§ 1. Mrs. Helen Jackson
To ask the Secretary of State for Education and Employment if unemployed people will be required to make a personal contribution to support given under access to work. 
§ The Parliamentary Under-Secretary of State for Education and Employment (Mr. James Paice)
Unemployed people will not be required to make a contribution to approved support under access to work.
§ Mrs. Jackson
I wish slightly to extend my question so that the Minister can tell us whether the Government's U-turn on increasing the budget for access to work so that individuals in work can also benefit is a result, in his view, of impressive campaigning for restoration by disabled people throughout the country in work and out of work.
One of my constituents is Julie Smethurst, a self-employed Braillist. Will the Minister take the opportunity to clarify whether she, as a self-employed worker, will be able to benefit from restoration for the maintenance of her essential equipment, which enables her to stay in work?
§ Mr. Paice
The hon. Lady obviously has not studied what has already been going on, or she would not have been so nonplussed by my main answer. We have studied what took place in access to work and the increasing demands that were being made on it last year. That is why the Government made available a 50 per cent. increase for access to work's budget this year. That is a clear demonstration of the Government's understanding of the importance of access to work for disabled people.
The hon. Lady should know that self-employed people will be eligible again for access to work as from 1 June. My noble Friend the Minister of State, who deals specifically with these matters in the Department, is reviewing precisely the terms of assistance for self-employed people under access to work, but I can confirm that they will be eligible.
§ Mr. David Nicholson
The earlier exchange that my hon. Friend had with the hon. Lady is the best example that I can remember in recent years of a typical Labour party smear falling, as it were, at the first fence. Will my hon. Friend continue his efforts to improve all the resources and services that are available to unemployed people, whatever their age? Will he contrast this country's record in reducing the number of unemployed of all ages with the records of countries that until recently were governed by socialist Governments, such as France and Spain?
§ Mr. Paice
I am not even sure that the hon. Lady's question reached the first fence, but the idea of a smear jumping a fence leaves me somewhat perturbed. It is more likely that it slipped over before it started.

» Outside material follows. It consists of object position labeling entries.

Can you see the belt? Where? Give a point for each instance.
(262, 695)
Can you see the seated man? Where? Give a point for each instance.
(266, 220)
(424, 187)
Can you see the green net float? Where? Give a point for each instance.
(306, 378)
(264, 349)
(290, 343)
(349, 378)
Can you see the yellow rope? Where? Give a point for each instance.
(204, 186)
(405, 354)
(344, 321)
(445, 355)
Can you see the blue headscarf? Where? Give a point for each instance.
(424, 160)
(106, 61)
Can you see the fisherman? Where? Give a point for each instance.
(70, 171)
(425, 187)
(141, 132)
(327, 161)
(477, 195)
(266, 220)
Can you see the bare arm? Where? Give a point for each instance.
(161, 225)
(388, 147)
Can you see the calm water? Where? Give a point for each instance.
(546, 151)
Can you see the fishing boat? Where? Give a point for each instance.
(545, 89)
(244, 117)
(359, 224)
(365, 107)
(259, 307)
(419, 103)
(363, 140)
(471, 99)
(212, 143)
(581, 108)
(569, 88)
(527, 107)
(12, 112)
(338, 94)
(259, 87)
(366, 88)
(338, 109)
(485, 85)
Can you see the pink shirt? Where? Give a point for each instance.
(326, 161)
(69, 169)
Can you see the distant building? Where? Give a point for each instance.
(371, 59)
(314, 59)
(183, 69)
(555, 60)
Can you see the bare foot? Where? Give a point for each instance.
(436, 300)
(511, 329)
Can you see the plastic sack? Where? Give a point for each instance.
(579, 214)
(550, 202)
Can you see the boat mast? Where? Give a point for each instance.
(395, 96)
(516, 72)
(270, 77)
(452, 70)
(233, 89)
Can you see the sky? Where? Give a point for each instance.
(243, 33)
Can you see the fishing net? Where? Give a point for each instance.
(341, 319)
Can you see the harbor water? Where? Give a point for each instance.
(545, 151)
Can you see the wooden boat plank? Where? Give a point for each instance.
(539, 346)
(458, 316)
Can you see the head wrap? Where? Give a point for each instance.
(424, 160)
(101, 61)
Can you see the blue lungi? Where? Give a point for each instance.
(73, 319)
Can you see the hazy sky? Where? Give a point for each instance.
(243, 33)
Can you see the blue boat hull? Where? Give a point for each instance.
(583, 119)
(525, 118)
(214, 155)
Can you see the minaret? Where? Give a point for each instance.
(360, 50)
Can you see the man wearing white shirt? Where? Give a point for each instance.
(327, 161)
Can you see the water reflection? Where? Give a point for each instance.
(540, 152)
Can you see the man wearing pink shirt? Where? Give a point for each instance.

418 My hon. Friend is entirely right to draw careful attention to the Government's success in reducing unemployment for all people, be they disabled or otherwise. Through access to work and the Disability Discrimination Act 1995, the Government have put in place important measures to help disabled people, but he is also right to identify the fact that jobs are created by successful businesses. The countries to which he has drawn attention, such as France, have prevented their businesses from being successful and from creating jobs because they have burdened them with the minimum wage, the social chapter and various other burdens on employers, which act against the interests of all people, disabled or otherwise.
§ Mr. Llwyd
I welcome the access to work budget increase, but has the Minister considered the effect of employer contributions on smaller firms? Surely it is not right that multinationals and small firms employing typically fewer than 20 people should pay the same amount of contributions. Will he consider targeting the scheme slightly better and enabling smaller firms to take on more disabled people?
§ Mr. Paice
Eighty-four per cent. of disabled people are employed in firms of more than 20 employees—more than the number employed in firms of fewer than 20 employees, which are exempted from the Disability Discrimination Act. It is not possible specifically to target help at smaller firms, because the legislation says that access to work is assistance to the individual, not to the firm. Therefore, in terms of the size of firms, we are prevented from discriminating in targeting the scheme.